What to do about the U.S. vaccine uptake rate? Even with what appears to be a slight increase as people try to protect themselves against the more transmissible Delta variant now spreading through many parts of the country, only a pitiful 0.1% or so of Americans are currently getting their first dose every day. That’s a far cry from the urgent scramble that Delta demands, especially given that only about half the country is fully vaccinated—and some places, like Louisiana (36.6%) and Arkansas (36%), are lagging woefully behind.

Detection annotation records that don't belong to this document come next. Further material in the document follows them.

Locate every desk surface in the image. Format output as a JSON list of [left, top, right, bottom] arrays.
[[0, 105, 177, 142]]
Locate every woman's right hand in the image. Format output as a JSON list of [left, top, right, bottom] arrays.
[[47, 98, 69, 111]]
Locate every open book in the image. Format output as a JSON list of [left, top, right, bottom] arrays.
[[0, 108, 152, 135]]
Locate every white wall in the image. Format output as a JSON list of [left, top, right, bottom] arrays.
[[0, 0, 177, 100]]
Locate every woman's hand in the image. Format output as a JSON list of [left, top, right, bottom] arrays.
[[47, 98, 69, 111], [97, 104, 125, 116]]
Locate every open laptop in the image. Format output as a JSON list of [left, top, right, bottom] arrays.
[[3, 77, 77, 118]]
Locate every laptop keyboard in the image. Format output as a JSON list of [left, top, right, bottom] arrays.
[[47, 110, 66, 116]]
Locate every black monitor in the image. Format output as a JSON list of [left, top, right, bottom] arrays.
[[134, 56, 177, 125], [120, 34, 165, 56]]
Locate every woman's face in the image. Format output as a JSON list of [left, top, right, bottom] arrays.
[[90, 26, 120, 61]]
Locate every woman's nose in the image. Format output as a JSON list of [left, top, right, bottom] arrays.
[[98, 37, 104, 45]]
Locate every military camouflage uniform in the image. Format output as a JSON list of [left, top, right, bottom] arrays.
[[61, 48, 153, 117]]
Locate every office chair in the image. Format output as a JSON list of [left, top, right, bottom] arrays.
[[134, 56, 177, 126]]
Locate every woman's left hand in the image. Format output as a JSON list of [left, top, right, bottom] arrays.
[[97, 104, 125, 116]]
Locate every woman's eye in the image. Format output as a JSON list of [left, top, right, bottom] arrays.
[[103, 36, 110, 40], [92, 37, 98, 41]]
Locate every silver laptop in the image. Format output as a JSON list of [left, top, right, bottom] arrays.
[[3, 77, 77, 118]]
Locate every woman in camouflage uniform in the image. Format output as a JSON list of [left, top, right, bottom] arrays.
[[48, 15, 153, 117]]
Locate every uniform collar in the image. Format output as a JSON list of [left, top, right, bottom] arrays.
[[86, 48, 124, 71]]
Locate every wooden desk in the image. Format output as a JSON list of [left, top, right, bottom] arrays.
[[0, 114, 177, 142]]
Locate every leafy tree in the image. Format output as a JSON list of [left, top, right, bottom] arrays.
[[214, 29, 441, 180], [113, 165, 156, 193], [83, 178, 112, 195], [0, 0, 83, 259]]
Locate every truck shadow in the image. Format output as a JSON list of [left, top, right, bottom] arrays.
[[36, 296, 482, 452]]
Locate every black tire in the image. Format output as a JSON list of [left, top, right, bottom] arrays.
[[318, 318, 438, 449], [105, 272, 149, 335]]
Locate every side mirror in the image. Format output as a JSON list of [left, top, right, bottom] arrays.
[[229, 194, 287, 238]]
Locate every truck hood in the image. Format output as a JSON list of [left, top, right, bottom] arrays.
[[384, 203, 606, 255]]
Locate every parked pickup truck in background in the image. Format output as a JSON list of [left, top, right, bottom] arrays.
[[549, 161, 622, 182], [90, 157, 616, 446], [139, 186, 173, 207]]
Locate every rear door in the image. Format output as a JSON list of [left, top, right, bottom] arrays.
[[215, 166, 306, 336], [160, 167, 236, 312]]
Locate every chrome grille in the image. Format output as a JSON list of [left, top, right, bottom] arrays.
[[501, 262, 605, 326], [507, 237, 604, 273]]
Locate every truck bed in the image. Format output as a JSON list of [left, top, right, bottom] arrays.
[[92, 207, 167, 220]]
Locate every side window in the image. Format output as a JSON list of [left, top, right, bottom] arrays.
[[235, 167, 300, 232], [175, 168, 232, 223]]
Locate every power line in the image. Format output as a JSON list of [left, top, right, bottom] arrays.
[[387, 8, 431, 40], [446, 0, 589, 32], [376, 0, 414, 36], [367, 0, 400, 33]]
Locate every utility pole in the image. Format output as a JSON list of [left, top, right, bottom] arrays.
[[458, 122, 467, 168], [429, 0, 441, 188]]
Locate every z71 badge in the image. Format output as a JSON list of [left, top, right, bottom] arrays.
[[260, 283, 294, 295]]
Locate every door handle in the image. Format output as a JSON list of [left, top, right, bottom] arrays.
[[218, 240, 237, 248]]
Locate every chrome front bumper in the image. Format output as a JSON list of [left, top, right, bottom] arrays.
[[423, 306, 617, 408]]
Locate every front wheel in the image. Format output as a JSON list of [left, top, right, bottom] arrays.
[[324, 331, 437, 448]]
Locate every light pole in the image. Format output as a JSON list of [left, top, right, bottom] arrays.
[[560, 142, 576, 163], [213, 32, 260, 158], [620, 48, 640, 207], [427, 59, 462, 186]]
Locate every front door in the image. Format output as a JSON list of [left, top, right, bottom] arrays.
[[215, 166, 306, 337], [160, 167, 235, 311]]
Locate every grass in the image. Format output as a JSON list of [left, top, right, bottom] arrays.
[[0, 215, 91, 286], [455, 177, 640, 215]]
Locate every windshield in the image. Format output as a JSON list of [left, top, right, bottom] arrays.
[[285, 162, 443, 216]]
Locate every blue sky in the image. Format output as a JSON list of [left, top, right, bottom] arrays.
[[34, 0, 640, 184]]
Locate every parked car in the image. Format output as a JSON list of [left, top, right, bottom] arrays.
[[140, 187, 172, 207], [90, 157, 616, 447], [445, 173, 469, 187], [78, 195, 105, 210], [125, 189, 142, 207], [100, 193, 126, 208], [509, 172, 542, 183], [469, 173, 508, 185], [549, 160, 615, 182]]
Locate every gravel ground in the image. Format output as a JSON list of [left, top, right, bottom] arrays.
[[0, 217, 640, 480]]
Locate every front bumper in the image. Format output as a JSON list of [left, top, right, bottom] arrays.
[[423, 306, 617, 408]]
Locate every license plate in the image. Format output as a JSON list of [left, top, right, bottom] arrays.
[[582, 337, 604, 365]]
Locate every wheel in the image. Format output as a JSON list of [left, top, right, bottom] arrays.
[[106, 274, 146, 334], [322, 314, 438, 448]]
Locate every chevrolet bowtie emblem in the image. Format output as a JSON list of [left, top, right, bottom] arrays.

So far, the U.S. vaccination drive has largely relied on carrots—the idea has been to sell people on the notion that, when you’re vaccinated, you can more safely see loved ones, go out to eat, and so on. But it’s become clear that about half of Americans don’t feel they need to be vaccinated to enjoy those things. When the nationwide COVID-19 case numbers were ultra-low earlier this summer, that might have been a relatively low-risk choice, since when there’s little virus circulating in a given area, unvaccinated people can essentially operate like free riders, benefitting from the community protection conferred by those who got their shots. But now, as the Delta variant fuels what could become a fourth wave, that free-riding behavior becomes a lot more dangerous, to the vaccinated and unvaccinated alike.
It’s time, then, to switch to the sticks—namely, vaccine mandates. Mandates are working wonders in France, where vaccination appointments skyrocketed after President Emmanuel Macron announced earlier this month that only vaccinated people (or those with proof of a recent negative test) would be allowed to visit restaurants, cafes and more. At least some of those recently getting their shots probably did so only begrudgingly, and France has been rocked by protests since the mandate was announced—but all that really matters is that the country’s uptake rate is increasing at a critical moment.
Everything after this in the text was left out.